For the Intel system, because of the existence of the combination of (P)erformance Cores and (E)fficiency Cores and HyperThreading, this resulted in more combinations that I had to test in order to find the setting that had the highest Raptoreum hash rate as reported from their benchmarking tool. Each time the CPU configuration changed, I ran a full tune again, which you might well imagine, took quite some time to do. In the cases where the efficient cores were disabled, I also tested and re-ran the full tune for both AVX2 and AVX512.
The AVX512 runs (both times I ran it, i.e. with and without HyperThreading), resulted in thermal throttling with about a 23-24 C ambient at the time.
For the AMD system, testing it was a lot simpler because it was either only SMT on or off.
Results:
The results speak for themselves.
The AMD Ryzen 9 5950X with SMT enabled produces the highest hash rate (3953.64 hashes/second). Compare that with the run where SMT was disabled, enabling SMT results in about a 10.3% increase in the hash rate performance result.
The Intel Core i9-12900K results are an interesting case. Despite the plethora of benchmarks talking about how great and how fast the latest and greatest from Intel is (and there ARE some things that said latest and greatest from Intel are great at), unfortunately, for Raptoreum mining, this is not one of them.

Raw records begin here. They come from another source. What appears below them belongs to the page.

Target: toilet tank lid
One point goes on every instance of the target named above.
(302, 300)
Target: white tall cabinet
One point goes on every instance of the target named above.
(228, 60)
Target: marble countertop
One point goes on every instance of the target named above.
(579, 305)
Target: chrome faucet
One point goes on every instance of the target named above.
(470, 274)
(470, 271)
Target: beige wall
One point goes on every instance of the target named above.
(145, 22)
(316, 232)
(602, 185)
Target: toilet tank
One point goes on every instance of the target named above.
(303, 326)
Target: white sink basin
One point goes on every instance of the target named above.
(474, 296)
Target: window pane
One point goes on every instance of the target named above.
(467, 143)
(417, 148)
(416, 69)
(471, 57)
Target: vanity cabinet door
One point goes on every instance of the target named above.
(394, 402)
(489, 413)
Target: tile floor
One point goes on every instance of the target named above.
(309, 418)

At best, the 5950X with SMT enabled compared to the 12900K with all 16 cores AND HyperThreading enabled puts the 5950X at about 80.9% faster in Raptoreum hash rate performance vs. the 12900K.
Comparing like-for-like thread count, whether it is 8P+8E without HyperThreading, the 16 core/16 thread of the 5950X is still approximately 64.2% faster than the 12900K. Without the efficiency cores, but turning HyperThreading back on (i.e. 8P+0E with HyperThreading), the 12900K again is bested by the 5950X by a 71.8% margin.

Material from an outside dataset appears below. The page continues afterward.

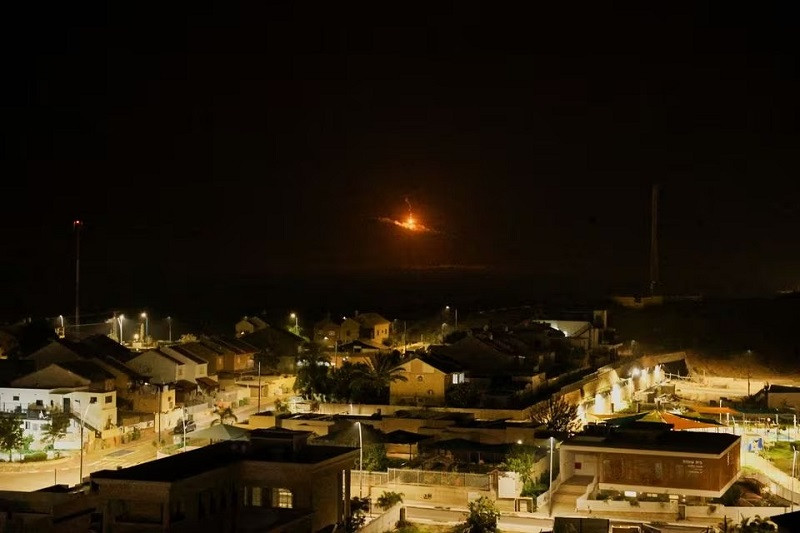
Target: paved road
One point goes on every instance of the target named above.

Unfortunately, running this in Linux meant that I didn't have or didn't know of a tool like Hardware Info 64 to be able to report power consumption figures/values. Maybe I might get around to re-running this test again in Windows, but for now, this might be helpful to those who might be interested in looking for guidance if mining Raptoreum is on your mind.